2.Feature Selection

Link to Jupyter notebook: 2.feature-selection.ipynb

Introduction to feature selection

In machine learning, feature selection is need for several reasons:

  • (Interpretation) We want to know which features are most relevant.

  • (Computation) With fewer features, computation is more efficient in terms of time and memory.

  • (Performance) After filtering irrelevant features, the model is less prone to overfitting.

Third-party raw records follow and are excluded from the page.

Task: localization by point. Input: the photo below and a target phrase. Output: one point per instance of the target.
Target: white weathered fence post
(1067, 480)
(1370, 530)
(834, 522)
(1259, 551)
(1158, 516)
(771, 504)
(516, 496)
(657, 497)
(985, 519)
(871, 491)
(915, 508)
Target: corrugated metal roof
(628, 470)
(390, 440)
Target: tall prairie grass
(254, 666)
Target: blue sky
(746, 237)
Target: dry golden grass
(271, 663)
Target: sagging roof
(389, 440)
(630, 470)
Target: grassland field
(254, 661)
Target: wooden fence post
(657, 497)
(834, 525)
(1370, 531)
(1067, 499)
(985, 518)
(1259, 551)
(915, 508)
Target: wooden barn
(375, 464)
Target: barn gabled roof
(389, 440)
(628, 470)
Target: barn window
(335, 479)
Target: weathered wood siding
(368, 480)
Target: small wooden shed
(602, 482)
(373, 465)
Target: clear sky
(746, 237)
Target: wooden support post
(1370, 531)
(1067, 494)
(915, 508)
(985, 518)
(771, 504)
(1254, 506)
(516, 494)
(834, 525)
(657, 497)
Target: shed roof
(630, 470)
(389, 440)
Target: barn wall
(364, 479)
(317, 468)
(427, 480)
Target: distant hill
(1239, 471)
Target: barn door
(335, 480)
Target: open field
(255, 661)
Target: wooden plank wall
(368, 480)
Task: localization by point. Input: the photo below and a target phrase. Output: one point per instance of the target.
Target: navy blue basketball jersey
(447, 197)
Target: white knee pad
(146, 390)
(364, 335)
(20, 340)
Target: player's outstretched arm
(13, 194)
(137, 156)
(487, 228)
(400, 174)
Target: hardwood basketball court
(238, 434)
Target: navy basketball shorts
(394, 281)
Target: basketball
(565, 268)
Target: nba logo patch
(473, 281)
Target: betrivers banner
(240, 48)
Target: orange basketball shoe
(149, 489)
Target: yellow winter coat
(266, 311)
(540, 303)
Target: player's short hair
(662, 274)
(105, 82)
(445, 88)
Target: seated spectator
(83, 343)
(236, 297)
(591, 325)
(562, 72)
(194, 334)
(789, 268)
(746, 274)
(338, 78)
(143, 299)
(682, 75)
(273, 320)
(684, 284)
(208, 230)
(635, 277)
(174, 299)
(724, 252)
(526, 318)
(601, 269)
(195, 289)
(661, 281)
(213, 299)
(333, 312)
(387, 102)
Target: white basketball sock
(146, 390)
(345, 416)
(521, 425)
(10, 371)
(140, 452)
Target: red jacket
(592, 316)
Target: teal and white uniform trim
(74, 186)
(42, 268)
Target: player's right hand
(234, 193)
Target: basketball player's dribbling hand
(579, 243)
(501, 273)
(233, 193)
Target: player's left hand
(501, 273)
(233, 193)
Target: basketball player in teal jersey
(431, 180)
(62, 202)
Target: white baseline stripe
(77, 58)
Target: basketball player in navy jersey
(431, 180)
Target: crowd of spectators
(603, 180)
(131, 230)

In general, feature selection methods fall into three categories:

Filter methods

Feature selection is performed independently of the predictor. Usually filter methods are the fastest and simplest way do feature selection. Every feature or a group of features is evaluated in each step, and features that pass a given criteron are kept.

Wrapper methods

Different from filter methods in that a complex predictor is used to rank the features, which combines all features to make a prediction. Ideally, all subsets can be evaluated to get the best subset. However, greedy algorithms (e.g. sequential feature selection) and stochastic algorihtms are often used instead of best subset selection because the number of subsets increase exponentially with the number of features. Wrapper methods may be stuck in local minima if they cannot explore the whole feature subset space. Wrapper methods often require large computation resources especially the computational complexity of the predictor is high.

Embedded methods

Feature selection is embedded into a prediction algorithm, which is typically implemented by adding a regularization term, either explicitly or implicitly. Feature interdependence is considered by embedded methods. Compared to wrapper methods, the computational complexity embedded methods is lower.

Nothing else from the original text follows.